De acordo com o diretor de arte da agência, Beto Coelho, que dividiu os trabalhos com o também diretor Ramon Gurgel, a ideia sempre foi unificar toda a comunicação municipal por meio do uso do escudo. “Quando recebemos essa missão, iniciamos um processo de pesquisa que nos proporcionou o contato com documentos históricos e, com isso, inúmeras versões do brasão que foram sendo reproduzidos ao longo de décadas”, explica.
Durante o processo, tanto a agência, quanto o professor, tiveram acesso a uma diversidade de informações, dentre elas, uma arte que está guardada no antigo prédio da Prefeitura, localizado no Paço da Liberdade (Centro). “Mas nós queríamos mais do que aquilo. Então, encontramos na biblioteca pública, um livro que continha a reprodução mais fiel do brasão, mas sua página tinha sido arrancada. Foi quando tomamos conhecimento que outro exemplar deste mesmo livro existia, mas no Rio de Janeiro”, comenta.
A partir disso, e com o pensamento alinhado, a equipe deu início ao processo de restauro do escudo com a ajuda do ilustrador César Edgar. “Com as ferramentas digitais em mãos pudemos começar todo o processo, produzindo versões diferenciadas de cada símbolo existente dentro do brasão”, diz ele que, após inúmeras apresentações, teve o projeto aprovado e lançado, na última semana, pela Prefeitura Municipal de Manaus.
“Hoje, quando o manauara olhar a bandeira da cidade, encontrará o reflexo de uma administração que preza não apenas pelo cuidado da cidade, mas também pelo resgate de sua história. Além disso, o brasão, assim como os prédios históricos, é um patrimônio e merece ser visto com a mesma importância. A cidade vai se reconhecer nele”, afirma.
Pesquisa
Assim como qualquer projeto que envolva o resgate da memória de uma cidade, Estado ou país, é necessário contar com o suporte de estudiosos na área. E foi justamente aí que entrou o professor o conhecimento do professor Auxiliomar Silva Ugarte. “De certa forma, a história sobre a criação e a atual versão do brasão estavam difusas. Diversos sites da internet apresentavam elementos equivocados. Então, com o contato da Agência Mene Portela começamos um processo de pesquisando, partindo do decreto que criou o símbolo, datado de 1906”, lembra.
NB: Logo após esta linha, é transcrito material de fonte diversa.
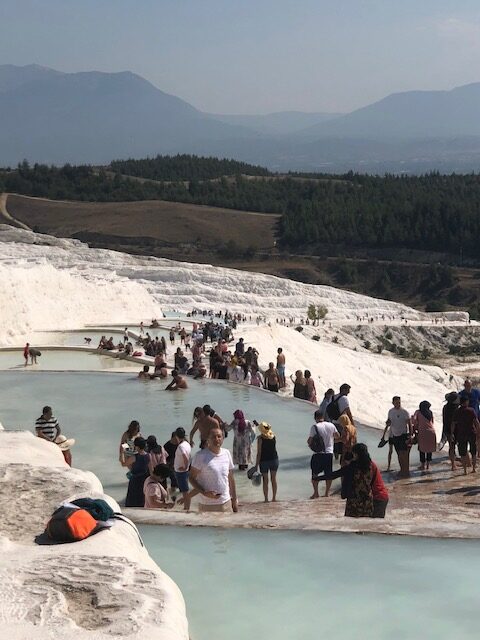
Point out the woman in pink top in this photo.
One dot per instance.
(427, 438)
(157, 453)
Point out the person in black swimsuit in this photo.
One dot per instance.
(267, 458)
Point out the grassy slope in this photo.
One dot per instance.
(195, 233)
(168, 222)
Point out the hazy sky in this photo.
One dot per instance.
(255, 56)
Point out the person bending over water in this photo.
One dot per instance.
(177, 383)
(126, 443)
(46, 426)
(145, 373)
(156, 496)
(157, 453)
(138, 473)
(204, 422)
(271, 378)
(362, 485)
(243, 437)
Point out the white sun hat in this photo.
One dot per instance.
(64, 443)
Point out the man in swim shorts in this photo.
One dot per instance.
(281, 367)
(271, 378)
(204, 423)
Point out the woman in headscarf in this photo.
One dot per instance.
(362, 485)
(349, 438)
(425, 431)
(244, 435)
(267, 458)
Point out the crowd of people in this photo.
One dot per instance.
(157, 473)
(161, 475)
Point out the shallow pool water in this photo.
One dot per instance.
(77, 338)
(60, 360)
(288, 585)
(95, 408)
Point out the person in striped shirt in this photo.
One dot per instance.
(47, 426)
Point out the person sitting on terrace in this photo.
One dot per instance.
(144, 373)
(160, 367)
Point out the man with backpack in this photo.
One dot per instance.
(337, 407)
(321, 440)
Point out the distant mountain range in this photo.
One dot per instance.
(92, 117)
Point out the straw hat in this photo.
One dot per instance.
(266, 430)
(64, 443)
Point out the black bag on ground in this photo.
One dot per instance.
(317, 445)
(97, 507)
(333, 410)
(70, 524)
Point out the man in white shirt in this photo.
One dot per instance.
(211, 474)
(322, 461)
(181, 465)
(400, 424)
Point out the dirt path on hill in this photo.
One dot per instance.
(6, 217)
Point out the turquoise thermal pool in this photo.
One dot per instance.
(63, 360)
(285, 585)
(95, 409)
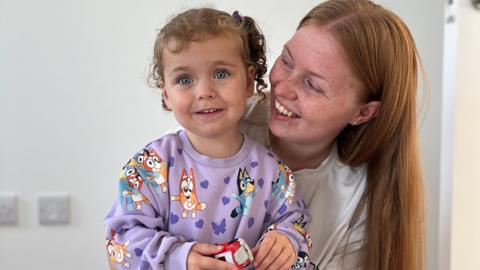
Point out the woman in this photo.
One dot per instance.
(342, 114)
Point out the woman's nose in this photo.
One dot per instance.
(286, 88)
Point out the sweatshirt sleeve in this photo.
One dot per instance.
(288, 214)
(136, 225)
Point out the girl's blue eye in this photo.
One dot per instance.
(184, 80)
(221, 74)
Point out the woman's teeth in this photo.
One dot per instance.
(209, 111)
(280, 109)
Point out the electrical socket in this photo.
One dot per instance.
(8, 209)
(54, 209)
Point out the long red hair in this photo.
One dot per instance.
(383, 55)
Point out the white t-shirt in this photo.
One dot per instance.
(332, 192)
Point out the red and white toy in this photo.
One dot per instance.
(236, 252)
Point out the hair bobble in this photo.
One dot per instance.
(237, 16)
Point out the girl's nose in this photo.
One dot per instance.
(206, 91)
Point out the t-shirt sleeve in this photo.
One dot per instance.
(136, 225)
(288, 214)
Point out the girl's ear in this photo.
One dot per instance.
(250, 80)
(165, 95)
(366, 113)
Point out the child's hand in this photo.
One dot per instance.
(275, 252)
(200, 258)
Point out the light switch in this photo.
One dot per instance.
(54, 209)
(8, 209)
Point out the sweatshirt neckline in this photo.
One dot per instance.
(205, 160)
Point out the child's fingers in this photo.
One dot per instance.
(198, 261)
(209, 263)
(206, 249)
(264, 250)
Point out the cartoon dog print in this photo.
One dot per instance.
(188, 195)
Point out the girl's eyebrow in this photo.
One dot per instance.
(217, 62)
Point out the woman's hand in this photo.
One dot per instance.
(275, 252)
(201, 258)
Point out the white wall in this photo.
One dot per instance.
(466, 185)
(75, 105)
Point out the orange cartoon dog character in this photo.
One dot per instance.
(188, 195)
(118, 252)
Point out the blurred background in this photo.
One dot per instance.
(75, 105)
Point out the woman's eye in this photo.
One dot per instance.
(221, 74)
(286, 62)
(184, 80)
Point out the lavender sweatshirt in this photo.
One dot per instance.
(171, 196)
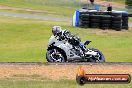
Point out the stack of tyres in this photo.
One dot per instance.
(117, 21)
(84, 20)
(94, 21)
(124, 21)
(105, 22)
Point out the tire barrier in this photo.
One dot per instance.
(116, 20)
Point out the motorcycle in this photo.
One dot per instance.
(69, 48)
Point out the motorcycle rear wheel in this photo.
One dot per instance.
(55, 55)
(101, 58)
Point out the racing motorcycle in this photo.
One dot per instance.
(69, 48)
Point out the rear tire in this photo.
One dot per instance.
(56, 57)
(101, 58)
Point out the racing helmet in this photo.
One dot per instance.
(56, 30)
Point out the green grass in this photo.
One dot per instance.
(26, 40)
(8, 83)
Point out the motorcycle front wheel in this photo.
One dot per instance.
(101, 56)
(55, 55)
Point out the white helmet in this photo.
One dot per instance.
(56, 30)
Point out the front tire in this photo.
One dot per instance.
(55, 55)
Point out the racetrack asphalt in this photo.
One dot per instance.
(38, 17)
(30, 16)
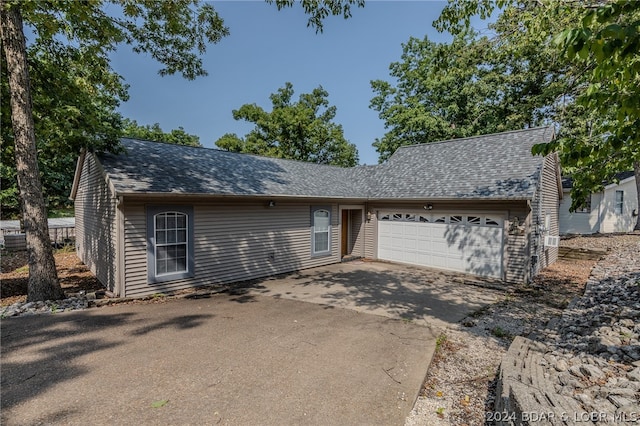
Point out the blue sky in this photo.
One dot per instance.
(267, 48)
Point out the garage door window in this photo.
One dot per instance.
(321, 232)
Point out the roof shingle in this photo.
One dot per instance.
(495, 166)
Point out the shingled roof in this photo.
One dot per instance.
(490, 166)
(497, 166)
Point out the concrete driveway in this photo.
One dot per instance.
(237, 360)
(424, 296)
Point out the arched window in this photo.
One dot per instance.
(321, 231)
(169, 243)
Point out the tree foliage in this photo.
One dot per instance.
(319, 10)
(175, 33)
(598, 126)
(300, 130)
(607, 44)
(154, 132)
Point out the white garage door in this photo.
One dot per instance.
(465, 243)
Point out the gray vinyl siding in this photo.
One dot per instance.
(233, 241)
(545, 202)
(371, 234)
(96, 230)
(516, 246)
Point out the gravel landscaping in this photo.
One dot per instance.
(460, 385)
(586, 311)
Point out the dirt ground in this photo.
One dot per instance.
(14, 275)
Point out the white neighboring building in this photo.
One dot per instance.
(613, 210)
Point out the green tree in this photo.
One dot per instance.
(303, 130)
(598, 129)
(477, 85)
(154, 132)
(607, 44)
(175, 33)
(72, 109)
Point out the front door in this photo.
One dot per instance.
(345, 233)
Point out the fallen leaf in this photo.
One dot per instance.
(158, 404)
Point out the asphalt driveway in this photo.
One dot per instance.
(262, 355)
(222, 360)
(421, 295)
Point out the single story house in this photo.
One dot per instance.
(162, 217)
(614, 209)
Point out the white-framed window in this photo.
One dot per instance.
(169, 243)
(619, 204)
(320, 231)
(586, 208)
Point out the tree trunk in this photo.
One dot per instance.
(636, 172)
(43, 279)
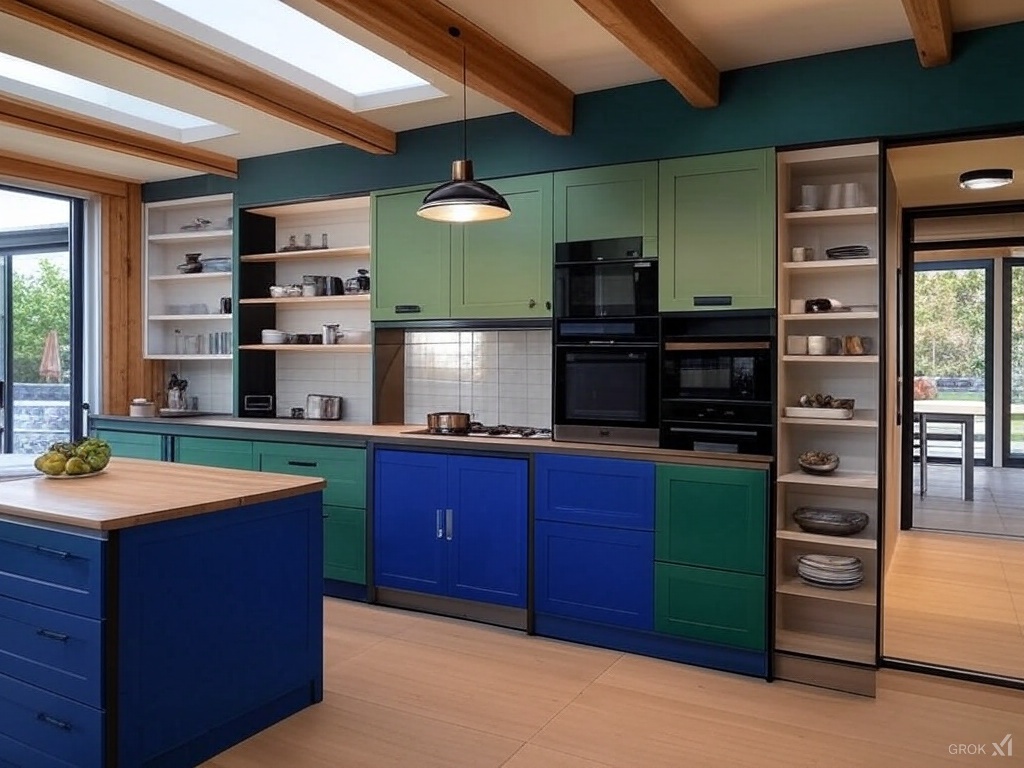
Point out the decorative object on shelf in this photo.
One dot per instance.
(463, 200)
(830, 571)
(818, 462)
(828, 521)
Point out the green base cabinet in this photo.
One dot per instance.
(713, 606)
(717, 231)
(213, 452)
(503, 268)
(604, 203)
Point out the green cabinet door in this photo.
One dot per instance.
(712, 516)
(411, 259)
(712, 606)
(619, 201)
(133, 444)
(504, 268)
(213, 452)
(717, 231)
(345, 544)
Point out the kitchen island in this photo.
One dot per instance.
(156, 613)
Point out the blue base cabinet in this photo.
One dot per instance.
(451, 525)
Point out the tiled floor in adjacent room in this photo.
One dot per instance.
(408, 689)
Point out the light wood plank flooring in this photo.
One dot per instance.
(407, 689)
(957, 601)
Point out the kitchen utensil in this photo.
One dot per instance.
(448, 422)
(325, 407)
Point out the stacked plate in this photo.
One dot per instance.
(848, 252)
(830, 571)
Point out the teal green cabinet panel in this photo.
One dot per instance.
(343, 468)
(712, 606)
(345, 544)
(212, 452)
(133, 444)
(411, 259)
(717, 231)
(712, 516)
(504, 268)
(619, 201)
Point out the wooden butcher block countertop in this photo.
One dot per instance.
(134, 492)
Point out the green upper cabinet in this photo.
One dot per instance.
(504, 268)
(717, 231)
(617, 201)
(410, 259)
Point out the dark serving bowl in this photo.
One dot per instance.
(830, 521)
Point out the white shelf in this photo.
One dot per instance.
(198, 236)
(353, 252)
(193, 275)
(840, 478)
(189, 316)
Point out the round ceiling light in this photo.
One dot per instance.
(986, 178)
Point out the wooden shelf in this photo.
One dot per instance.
(841, 358)
(840, 479)
(862, 595)
(829, 646)
(359, 298)
(834, 215)
(189, 316)
(193, 275)
(307, 347)
(848, 542)
(353, 252)
(198, 236)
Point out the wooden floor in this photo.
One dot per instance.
(407, 689)
(957, 601)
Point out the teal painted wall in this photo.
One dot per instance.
(876, 92)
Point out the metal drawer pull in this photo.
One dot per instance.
(53, 635)
(62, 725)
(55, 552)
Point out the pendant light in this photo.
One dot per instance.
(462, 200)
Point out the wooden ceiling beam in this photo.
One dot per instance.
(128, 37)
(933, 30)
(71, 127)
(642, 28)
(421, 29)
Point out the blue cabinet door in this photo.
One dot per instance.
(487, 547)
(410, 550)
(598, 492)
(594, 573)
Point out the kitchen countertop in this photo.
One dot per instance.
(407, 434)
(134, 492)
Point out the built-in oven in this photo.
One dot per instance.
(604, 279)
(606, 381)
(717, 395)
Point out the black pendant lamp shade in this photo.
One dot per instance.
(463, 200)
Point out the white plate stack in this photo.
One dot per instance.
(830, 571)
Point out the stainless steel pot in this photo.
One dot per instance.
(448, 422)
(324, 407)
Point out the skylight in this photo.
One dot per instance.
(280, 39)
(38, 83)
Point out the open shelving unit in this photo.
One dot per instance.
(815, 624)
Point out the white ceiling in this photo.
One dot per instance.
(556, 35)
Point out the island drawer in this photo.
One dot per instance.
(44, 730)
(52, 568)
(58, 651)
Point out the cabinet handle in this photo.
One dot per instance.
(61, 724)
(50, 634)
(55, 552)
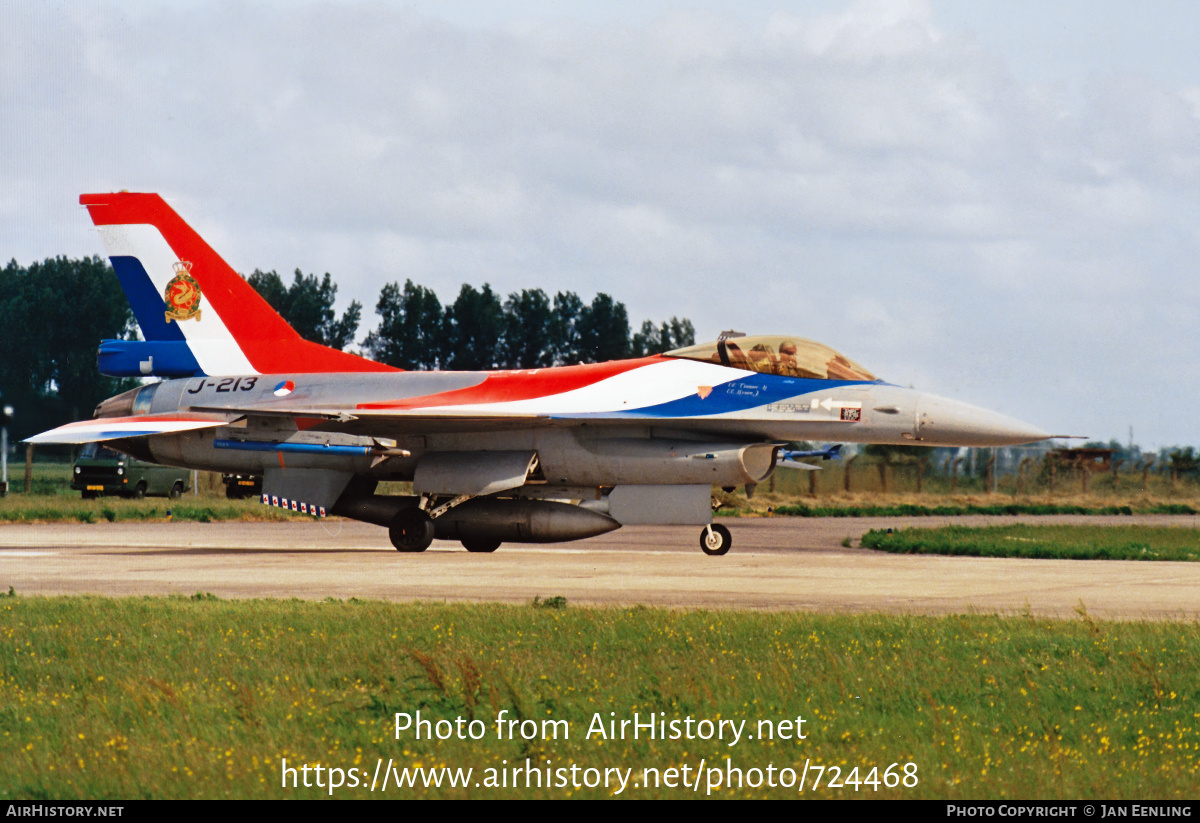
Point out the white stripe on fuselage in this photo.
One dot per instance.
(211, 342)
(636, 389)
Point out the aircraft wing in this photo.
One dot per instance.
(113, 428)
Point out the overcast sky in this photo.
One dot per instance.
(997, 202)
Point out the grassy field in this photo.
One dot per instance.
(1063, 542)
(205, 698)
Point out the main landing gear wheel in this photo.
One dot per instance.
(485, 545)
(715, 539)
(411, 530)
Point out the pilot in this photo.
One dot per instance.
(737, 356)
(786, 365)
(762, 359)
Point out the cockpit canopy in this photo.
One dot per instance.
(777, 354)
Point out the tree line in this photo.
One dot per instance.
(54, 313)
(477, 331)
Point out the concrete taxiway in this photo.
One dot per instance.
(775, 564)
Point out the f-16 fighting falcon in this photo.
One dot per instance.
(538, 455)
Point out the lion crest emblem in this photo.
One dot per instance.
(183, 294)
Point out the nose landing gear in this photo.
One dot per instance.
(715, 539)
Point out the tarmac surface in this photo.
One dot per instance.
(795, 564)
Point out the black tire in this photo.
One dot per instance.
(411, 530)
(480, 545)
(717, 541)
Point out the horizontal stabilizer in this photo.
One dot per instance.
(113, 428)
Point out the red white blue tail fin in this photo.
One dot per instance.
(196, 313)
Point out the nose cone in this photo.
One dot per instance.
(947, 422)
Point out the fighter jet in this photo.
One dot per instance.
(540, 455)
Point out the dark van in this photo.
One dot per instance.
(99, 470)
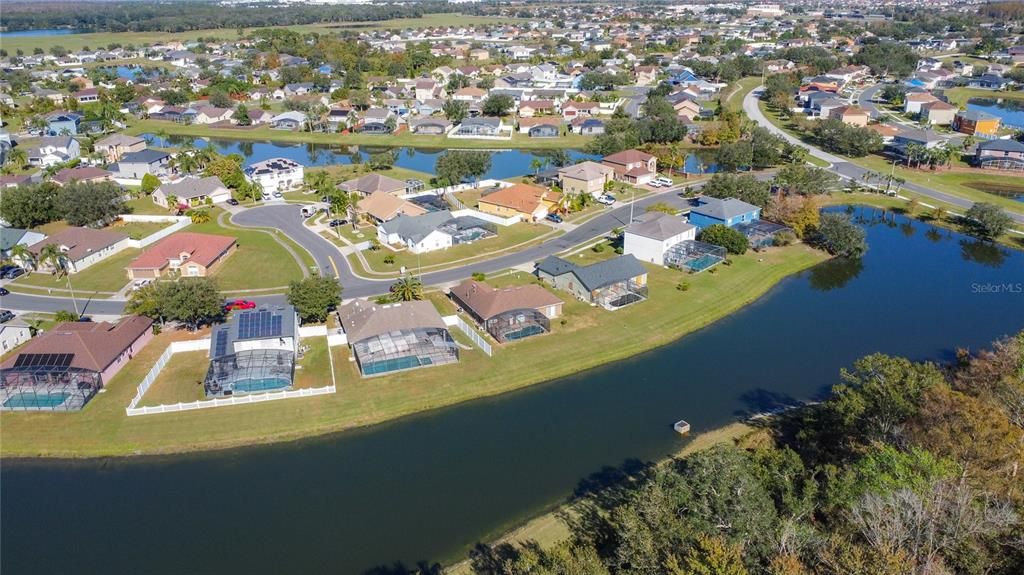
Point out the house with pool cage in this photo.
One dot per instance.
(610, 283)
(253, 352)
(508, 313)
(67, 366)
(388, 338)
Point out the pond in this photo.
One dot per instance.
(504, 164)
(427, 487)
(1009, 111)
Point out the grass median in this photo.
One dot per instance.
(102, 429)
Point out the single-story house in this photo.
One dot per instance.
(62, 368)
(193, 191)
(82, 247)
(729, 212)
(651, 234)
(609, 283)
(508, 313)
(189, 254)
(396, 337)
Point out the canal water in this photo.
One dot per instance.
(427, 487)
(504, 164)
(1010, 112)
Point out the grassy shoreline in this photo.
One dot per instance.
(102, 429)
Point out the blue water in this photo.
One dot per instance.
(43, 32)
(1010, 112)
(504, 164)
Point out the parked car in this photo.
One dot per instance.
(240, 304)
(12, 273)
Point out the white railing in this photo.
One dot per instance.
(232, 400)
(468, 329)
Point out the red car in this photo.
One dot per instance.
(240, 304)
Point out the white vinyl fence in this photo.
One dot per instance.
(200, 345)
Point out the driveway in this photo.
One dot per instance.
(843, 167)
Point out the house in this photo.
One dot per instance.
(396, 337)
(50, 150)
(187, 254)
(381, 207)
(82, 247)
(508, 313)
(610, 283)
(192, 191)
(372, 183)
(651, 234)
(293, 120)
(938, 113)
(530, 203)
(62, 368)
(276, 174)
(586, 177)
(116, 145)
(541, 127)
(431, 126)
(1000, 155)
(64, 123)
(852, 115)
(10, 236)
(88, 95)
(137, 164)
(12, 334)
(729, 212)
(913, 101)
(973, 122)
(82, 174)
(632, 166)
(253, 352)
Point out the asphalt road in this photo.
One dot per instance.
(846, 169)
(333, 263)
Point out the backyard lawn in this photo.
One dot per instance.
(109, 275)
(102, 428)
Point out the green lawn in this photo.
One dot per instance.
(402, 139)
(109, 275)
(507, 237)
(259, 262)
(102, 429)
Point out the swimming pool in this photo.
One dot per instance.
(32, 400)
(263, 384)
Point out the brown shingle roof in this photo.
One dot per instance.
(487, 302)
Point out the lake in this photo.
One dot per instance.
(504, 164)
(428, 486)
(1009, 111)
(41, 32)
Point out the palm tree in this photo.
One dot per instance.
(407, 289)
(52, 256)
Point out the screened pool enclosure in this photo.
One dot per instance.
(694, 256)
(46, 382)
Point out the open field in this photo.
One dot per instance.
(95, 40)
(402, 139)
(102, 429)
(108, 275)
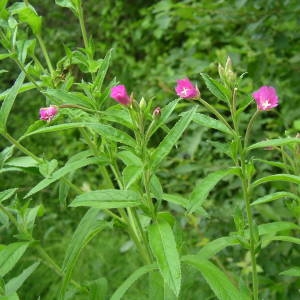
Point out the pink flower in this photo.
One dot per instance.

O professor explica que o escudo possui três sessões, sendo eles divididos em duas partes nos cantos (direito e esquerdo) e uma na parte central (inferior). “O canto superior esquerdo representa a passagem da expedição comandada pelo espanhol Francisco Orellana, em 1542, dia, inclusive, que o Rio Negro foi batizado com este nome. Região que mais tarde seria situado o local mais primitivo da cidade e que daria origem a Manaus”, conta. Nela, é possível observar dois bergantins (espécie de embarcação) com dois remadores.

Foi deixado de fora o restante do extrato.